# Split tail climbing setups.



## The Lawn Shark (Mar 31, 2008)

What all gear is needed to use a split tail setup??

Climbing rope / split tail / beaners / micro pulley / what else???

What all do you use in your split tail climbing setups


----------



## kennertree (Mar 31, 2008)

The Lawn Shark said:


> What all gear is needed to use a split tail setup??
> 
> Climbing rope / split tail / beaners / micro pulley / what else???
> 
> What all do you use in your split tail climbing setups



That's pretty much it, you might want a saddle to attatch to though.


----------



## safeT1st (Mar 31, 2008)

*Darned*



kennertree said:


> That's pretty much it, you might want a saddle to attatch to though.



Tried to rep you for that but I must have repped you recently for some other quick thinking advice you offered as it won't let me . Oh well , I'm sure there will be more opportunities .


----------



## safeT1st (Mar 31, 2008)

*Can't Resist*

You will also need a tip . Sorry , couldn't help myself .


----------



## kennertree (Mar 31, 2008)

safeT1st said:


> You will also need a tip . Sorry , couldn't help myself .



I'm out of bullets or I would rep you.


----------



## 046 (Mar 31, 2008)

you will also need a lanyard system.

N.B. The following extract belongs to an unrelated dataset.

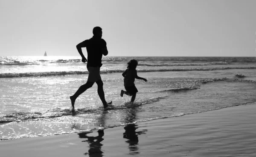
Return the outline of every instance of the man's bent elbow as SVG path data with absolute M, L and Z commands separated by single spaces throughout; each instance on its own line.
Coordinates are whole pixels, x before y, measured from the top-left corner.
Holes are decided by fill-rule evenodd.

I'm using a DEDA (double ended, double action) lanyard system. 

most will use a single lanyard with micro ascender to adjust length. 
for beginners, a require read is "tree climbers companion" by jeff jebson

using steel double action biners terminated with triple fisherman on split tail. steel biner to figure eight to main rope. 

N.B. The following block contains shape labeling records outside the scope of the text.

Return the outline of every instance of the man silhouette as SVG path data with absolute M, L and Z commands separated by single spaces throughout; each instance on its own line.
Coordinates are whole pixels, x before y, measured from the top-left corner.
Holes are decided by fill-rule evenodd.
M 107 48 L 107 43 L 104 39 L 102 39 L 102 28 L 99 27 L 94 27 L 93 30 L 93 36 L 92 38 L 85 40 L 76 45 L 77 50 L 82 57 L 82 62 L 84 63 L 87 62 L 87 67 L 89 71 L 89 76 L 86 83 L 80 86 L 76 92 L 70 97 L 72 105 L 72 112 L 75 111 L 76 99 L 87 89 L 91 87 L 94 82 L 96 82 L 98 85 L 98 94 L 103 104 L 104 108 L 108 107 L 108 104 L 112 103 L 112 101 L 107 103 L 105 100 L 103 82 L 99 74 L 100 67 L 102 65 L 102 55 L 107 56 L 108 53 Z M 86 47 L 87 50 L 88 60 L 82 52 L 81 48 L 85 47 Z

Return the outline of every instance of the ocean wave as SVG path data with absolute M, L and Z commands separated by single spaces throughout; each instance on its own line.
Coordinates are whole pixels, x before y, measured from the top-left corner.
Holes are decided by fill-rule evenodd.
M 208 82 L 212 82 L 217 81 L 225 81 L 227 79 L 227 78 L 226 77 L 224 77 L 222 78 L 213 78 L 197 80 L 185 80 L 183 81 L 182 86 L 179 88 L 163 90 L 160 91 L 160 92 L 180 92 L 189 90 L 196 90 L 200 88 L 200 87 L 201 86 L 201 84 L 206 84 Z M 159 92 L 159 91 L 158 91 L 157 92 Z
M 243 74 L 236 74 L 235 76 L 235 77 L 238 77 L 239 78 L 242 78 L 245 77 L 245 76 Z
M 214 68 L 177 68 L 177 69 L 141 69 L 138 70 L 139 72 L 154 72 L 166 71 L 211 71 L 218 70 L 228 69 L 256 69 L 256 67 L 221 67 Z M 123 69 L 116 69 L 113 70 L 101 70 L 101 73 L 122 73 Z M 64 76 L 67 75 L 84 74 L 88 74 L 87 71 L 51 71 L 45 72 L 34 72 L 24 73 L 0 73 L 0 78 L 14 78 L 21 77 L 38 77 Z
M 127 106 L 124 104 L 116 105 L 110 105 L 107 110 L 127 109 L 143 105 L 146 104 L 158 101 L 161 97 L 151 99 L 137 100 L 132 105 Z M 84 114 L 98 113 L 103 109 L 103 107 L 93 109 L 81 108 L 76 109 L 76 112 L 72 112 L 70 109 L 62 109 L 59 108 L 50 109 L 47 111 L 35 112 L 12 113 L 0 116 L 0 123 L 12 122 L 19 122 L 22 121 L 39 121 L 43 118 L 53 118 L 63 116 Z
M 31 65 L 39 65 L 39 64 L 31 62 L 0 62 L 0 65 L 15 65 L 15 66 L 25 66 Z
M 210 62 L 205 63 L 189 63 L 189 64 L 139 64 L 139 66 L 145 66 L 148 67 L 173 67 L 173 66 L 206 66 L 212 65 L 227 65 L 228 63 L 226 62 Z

thinking of eliminating steel biners in favor of stainless maillon Rapide screw links. stronger/more secure and lighter... a good combination. 

also be very careful of which advice you take from AS. some jokers have been known to post false information that can kill ya....



The Lawn Shark said:


> What all gear is needed to use a split tail setup??
> 
> Climbing rope / split tail / beaners / micro pulley / what else???
> 
> What all do you use in your split tail climbing setups


----------



## Nailsbeats (Apr 1, 2008)

046 said:


> be very careful of which advice you take from AS. some jokers have been known to post false information that can kill ya....



I like this disclamer, this should be at the top of the page when you sign up for this site.:jester:


----------



## 046 (Apr 2, 2008)

TreeCo, great point! just did a search and cannot find any instance of wrong information not corrected by someone. 

thanks for pointing that out. due to the high traffic of AS, it's a certainty loads of newbies cruise AS looking for information. have always worried about someone seeing and using wrong info... 

without question there's a wealth of info on AS!
here's two links with great info on termination knots and favorite knots. 

http://www.arboristsite.com/showthread.php?t=42466&highlight=termination

http://www.arboristsite.com/showthread.php?t=35784&highlight=termination



TreeCo said:


> It is true that sometimes we get false information posted but if you guys can point out an instance where it was not pointed out as false by others please speak up!


----------



## HolmenTree (Apr 3, 2008)

I like using the square edged micro prusik pulley attached with a swivel dog leash snap for advancing my split tail. I have been doing some line directs in the tree with my new micro twin pulley rather then just running the 2 ropes thru the biner, seems to work nice but just more equip. to carry. Always carry two 5/8" lanyards on my saddle, 1 wirecore, 1 not , both held by Petzl Macrograbs and stainless twist clevises on each side of the saddle

Willard


----------